Fulcrum’s body can squeeze through the nodes that separate this plane and the others because he is a breatharian. Some people are vegetarians, some are fruitarians, and a rare few absorb all they need for sustenance from the air. The more solid food you eat—the more dead things you bring into your body—the more difficult it becomes to get your physical form through the nodes separating the planes known as Heaven and Hell and Here. Still, most breatharians cannot travel between the planes. Fulcrum was rare even among breatharians: he had never eaten anything in his entire life.

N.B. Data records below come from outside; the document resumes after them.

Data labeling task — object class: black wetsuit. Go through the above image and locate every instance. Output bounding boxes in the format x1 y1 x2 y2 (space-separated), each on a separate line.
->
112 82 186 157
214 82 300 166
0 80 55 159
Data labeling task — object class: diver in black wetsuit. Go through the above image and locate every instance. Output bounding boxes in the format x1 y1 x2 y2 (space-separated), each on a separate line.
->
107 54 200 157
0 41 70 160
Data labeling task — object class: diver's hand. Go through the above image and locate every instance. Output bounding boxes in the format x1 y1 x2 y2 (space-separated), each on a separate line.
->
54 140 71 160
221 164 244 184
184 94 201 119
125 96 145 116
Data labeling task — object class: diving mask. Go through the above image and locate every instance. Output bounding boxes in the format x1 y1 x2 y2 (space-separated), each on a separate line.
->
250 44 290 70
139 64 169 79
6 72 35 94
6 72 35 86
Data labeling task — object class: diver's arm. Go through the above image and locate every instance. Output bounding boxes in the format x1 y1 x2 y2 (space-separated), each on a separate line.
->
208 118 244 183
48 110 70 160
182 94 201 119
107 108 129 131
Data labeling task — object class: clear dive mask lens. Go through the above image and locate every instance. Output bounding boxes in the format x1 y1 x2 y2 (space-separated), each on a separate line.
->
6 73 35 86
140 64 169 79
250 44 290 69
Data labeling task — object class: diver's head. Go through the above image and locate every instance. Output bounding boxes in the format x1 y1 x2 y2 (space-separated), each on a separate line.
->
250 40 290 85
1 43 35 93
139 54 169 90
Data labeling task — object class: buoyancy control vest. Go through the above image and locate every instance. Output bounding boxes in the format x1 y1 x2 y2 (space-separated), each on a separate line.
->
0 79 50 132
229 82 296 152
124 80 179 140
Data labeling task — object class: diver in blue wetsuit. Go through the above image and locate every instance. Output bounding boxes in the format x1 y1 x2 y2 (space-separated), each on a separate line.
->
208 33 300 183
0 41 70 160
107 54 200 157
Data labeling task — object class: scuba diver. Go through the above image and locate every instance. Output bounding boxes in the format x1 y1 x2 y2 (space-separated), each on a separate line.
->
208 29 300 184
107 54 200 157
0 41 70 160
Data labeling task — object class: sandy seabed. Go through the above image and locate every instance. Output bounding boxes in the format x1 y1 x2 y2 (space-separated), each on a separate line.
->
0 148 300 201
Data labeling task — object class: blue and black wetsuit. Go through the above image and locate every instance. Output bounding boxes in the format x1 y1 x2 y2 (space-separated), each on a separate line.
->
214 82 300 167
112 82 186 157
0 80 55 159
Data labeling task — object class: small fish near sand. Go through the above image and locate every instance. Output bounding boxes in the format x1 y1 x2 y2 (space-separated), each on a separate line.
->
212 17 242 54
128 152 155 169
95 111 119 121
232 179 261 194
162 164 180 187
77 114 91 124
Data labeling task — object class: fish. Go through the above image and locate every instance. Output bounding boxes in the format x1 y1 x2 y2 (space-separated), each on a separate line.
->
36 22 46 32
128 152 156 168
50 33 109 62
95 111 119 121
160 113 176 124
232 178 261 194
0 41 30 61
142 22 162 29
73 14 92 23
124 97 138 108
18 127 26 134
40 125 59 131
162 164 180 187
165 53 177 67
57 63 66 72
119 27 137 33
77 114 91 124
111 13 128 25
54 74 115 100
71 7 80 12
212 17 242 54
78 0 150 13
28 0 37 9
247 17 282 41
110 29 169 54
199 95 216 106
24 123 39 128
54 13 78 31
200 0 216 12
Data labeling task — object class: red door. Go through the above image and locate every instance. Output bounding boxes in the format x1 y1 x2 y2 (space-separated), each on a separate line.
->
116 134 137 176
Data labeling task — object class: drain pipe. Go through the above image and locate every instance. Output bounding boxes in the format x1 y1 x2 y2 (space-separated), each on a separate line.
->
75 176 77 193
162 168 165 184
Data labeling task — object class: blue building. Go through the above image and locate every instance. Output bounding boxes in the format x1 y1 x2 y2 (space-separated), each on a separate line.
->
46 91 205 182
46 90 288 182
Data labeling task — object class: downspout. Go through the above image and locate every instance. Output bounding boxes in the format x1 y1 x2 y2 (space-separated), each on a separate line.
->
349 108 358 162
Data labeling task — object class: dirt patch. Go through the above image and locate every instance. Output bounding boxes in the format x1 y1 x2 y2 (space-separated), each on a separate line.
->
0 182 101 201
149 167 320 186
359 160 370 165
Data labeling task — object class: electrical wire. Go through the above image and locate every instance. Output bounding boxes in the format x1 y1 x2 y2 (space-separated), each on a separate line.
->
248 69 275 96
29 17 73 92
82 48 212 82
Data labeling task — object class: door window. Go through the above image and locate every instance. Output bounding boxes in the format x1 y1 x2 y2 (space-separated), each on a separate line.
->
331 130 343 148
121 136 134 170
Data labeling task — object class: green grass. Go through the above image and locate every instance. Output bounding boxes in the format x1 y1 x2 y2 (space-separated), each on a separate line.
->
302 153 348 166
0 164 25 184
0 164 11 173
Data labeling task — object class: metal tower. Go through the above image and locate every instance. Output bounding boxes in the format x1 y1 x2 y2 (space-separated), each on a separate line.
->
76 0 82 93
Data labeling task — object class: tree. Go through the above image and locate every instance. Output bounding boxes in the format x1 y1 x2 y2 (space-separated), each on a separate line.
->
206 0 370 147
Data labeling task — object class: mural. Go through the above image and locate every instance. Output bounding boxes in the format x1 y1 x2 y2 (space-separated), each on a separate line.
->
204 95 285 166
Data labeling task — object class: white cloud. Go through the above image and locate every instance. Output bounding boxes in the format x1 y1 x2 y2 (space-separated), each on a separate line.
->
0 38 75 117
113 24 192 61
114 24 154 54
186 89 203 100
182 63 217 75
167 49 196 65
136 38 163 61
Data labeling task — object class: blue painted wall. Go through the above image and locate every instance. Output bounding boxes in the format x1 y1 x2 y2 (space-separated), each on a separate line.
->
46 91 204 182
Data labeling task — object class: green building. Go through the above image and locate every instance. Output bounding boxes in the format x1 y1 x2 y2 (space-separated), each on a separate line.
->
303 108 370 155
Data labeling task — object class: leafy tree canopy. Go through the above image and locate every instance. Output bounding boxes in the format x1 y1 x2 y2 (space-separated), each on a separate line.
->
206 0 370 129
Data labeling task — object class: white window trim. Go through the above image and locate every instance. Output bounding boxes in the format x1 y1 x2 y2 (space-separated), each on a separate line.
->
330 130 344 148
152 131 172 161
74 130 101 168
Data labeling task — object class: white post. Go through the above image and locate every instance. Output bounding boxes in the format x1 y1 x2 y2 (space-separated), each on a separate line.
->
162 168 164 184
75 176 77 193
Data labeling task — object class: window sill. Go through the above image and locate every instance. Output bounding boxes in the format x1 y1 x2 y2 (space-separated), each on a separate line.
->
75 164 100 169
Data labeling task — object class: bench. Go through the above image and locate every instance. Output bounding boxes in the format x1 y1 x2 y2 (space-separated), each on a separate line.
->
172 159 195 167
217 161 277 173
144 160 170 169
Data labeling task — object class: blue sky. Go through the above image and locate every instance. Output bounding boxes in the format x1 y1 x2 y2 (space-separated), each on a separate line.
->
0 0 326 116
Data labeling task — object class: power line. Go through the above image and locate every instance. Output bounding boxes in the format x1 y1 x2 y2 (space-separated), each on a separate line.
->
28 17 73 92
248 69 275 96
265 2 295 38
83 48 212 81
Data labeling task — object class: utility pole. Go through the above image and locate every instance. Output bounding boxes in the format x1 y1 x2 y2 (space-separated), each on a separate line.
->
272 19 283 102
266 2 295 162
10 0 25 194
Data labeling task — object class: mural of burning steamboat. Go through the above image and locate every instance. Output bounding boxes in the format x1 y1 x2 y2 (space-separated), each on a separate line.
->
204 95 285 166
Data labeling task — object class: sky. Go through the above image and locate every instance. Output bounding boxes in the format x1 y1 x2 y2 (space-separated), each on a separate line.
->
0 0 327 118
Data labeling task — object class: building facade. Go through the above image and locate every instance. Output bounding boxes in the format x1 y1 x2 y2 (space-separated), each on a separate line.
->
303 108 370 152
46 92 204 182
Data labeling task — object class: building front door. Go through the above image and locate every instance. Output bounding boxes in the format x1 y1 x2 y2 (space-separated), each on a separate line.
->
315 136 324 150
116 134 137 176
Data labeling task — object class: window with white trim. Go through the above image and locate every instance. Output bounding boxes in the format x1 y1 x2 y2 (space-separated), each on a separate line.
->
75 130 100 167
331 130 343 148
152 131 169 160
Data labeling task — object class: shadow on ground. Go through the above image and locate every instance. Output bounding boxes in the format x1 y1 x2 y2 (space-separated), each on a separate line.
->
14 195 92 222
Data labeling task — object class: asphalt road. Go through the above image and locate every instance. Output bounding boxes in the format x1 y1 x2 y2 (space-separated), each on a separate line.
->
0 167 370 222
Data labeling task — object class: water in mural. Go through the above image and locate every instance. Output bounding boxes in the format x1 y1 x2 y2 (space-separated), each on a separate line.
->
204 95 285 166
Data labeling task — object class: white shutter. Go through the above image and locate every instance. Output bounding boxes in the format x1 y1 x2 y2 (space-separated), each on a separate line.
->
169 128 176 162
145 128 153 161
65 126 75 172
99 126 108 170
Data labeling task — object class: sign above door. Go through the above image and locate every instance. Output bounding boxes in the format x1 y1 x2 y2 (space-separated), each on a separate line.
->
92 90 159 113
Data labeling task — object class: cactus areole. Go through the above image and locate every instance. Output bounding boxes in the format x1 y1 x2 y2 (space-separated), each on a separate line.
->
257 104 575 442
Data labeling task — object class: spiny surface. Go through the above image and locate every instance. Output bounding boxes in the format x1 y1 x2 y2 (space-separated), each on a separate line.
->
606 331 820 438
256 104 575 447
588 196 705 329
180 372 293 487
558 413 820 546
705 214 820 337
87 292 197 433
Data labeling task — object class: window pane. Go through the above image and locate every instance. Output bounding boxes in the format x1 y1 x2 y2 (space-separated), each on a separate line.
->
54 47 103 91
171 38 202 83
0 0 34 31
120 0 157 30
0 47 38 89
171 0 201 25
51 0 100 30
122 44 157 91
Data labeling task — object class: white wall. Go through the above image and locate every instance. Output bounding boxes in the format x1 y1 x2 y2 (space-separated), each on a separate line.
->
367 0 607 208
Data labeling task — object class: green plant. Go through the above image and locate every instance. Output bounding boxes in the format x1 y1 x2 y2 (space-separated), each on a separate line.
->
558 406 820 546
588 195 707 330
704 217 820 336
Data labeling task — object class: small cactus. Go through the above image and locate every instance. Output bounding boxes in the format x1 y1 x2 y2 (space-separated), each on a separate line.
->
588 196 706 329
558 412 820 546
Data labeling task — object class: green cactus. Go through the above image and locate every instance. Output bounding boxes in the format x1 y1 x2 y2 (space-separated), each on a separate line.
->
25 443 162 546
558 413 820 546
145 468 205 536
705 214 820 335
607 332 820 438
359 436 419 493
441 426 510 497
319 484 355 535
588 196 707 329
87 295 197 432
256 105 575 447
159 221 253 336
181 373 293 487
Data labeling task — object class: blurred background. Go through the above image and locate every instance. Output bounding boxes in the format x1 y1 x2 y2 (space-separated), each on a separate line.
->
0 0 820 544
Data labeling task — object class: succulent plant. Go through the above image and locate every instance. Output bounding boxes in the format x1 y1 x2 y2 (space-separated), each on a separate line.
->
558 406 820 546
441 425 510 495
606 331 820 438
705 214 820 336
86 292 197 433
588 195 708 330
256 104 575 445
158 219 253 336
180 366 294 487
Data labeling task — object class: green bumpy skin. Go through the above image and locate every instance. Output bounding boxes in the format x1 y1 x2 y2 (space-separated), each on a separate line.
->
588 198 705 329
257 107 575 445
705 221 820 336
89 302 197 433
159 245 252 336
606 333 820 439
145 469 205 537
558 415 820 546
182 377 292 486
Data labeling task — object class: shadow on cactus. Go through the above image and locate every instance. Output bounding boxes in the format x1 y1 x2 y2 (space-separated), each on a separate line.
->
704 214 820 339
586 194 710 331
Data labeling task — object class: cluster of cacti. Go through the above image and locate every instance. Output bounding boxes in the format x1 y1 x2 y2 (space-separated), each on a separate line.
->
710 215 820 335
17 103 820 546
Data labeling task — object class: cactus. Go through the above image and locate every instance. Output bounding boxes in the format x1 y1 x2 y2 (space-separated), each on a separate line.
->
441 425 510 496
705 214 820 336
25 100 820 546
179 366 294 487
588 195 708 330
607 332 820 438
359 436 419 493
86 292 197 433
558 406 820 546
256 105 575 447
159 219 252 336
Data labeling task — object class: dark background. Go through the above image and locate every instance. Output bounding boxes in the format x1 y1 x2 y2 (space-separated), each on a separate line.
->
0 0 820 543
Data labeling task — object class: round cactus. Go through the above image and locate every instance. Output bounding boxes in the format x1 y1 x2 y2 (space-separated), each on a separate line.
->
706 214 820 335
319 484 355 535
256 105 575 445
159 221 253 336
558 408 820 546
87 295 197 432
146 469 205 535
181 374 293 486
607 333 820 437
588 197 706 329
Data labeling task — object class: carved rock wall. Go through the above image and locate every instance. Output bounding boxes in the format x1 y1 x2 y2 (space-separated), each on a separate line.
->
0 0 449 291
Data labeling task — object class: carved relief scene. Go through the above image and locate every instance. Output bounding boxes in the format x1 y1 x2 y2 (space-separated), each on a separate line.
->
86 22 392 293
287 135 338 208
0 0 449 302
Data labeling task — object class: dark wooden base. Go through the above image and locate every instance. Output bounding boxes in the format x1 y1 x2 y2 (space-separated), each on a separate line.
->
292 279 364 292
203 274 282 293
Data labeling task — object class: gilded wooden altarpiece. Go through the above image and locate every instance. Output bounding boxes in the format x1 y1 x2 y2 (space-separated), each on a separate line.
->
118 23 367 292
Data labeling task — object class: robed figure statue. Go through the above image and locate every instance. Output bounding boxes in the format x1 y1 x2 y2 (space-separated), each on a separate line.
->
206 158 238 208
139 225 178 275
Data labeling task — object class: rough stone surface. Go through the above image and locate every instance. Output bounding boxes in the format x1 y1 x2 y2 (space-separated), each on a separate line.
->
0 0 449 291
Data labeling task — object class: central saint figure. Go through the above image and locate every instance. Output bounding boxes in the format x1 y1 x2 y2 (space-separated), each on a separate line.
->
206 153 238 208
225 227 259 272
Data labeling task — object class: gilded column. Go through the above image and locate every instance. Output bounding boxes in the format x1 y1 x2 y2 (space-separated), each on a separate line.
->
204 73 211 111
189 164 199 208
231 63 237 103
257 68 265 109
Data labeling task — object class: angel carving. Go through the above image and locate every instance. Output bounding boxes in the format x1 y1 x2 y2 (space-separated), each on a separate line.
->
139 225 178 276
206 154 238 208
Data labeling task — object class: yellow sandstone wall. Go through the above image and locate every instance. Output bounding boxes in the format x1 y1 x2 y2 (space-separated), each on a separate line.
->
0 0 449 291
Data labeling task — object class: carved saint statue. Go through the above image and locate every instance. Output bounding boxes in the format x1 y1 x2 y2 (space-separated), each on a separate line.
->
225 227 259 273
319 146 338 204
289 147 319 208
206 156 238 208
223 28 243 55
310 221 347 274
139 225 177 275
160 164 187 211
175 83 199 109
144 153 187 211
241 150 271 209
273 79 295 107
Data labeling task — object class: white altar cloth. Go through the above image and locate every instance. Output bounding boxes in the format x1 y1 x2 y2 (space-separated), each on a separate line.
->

He dove in and stroked his way to the bottom of the lake, where he found a hole that he swam through, and soon the magical red of the Lake of Roses gave way to the ethereal blue of the River Jordan, which lies on the outskirts of the afterworld. Fulcrum swam for half a day until he came to the river’s end. There he found the Desert of Doubt, a vast, windy wasteland that surrounds Heaven that you cross in minutes or millennia, depending on God’s plan for you. This is where Death deposits souls bound for Heaven, but everyone doesn’t make it all the way. The Desert of Doubt is a test every new soul has to face, a journey of spiritual endurance. There is no physical path out of the Desert of Doubt. God just wants to see you continue pushing forward despite the absence of any reason to have faith. With no clues, no roads, and no help, the weak of faith come to believe the journey is endless or pointless and give up and spend eternity there. But the faithful continue on even after there seems no reason to do so, and eventually God smiles on them and they discover Eternal Road and a plush chariot, a sweet-looking low-swinging chariot that’s chauffeured by an angel who takes them straight into Heaven. And when they reach Heaven they find a gigantic flat field filled with happy, naked souls and nothing else. A beautiful, sunny, pastoral, open space—just a light sprinkling of grass, but no trees, no flowers, no hills. Heaven is a sort of spectacular nothingness, notable for what it is not.
Fulcrum, a veteran of The Path, usually needed five days to get to Heaven, but he was burning to see Granmama and completed the trip in under three days. Fulcrum stepped from the chariot and into the field. An angel pointed out Granmama. Her long life and deep faith had led God to speed her through The Path. She’d arrived just moments after her death and was now laughing with Dizzy Gillespie. When she saw Fulcrum she burst into tears.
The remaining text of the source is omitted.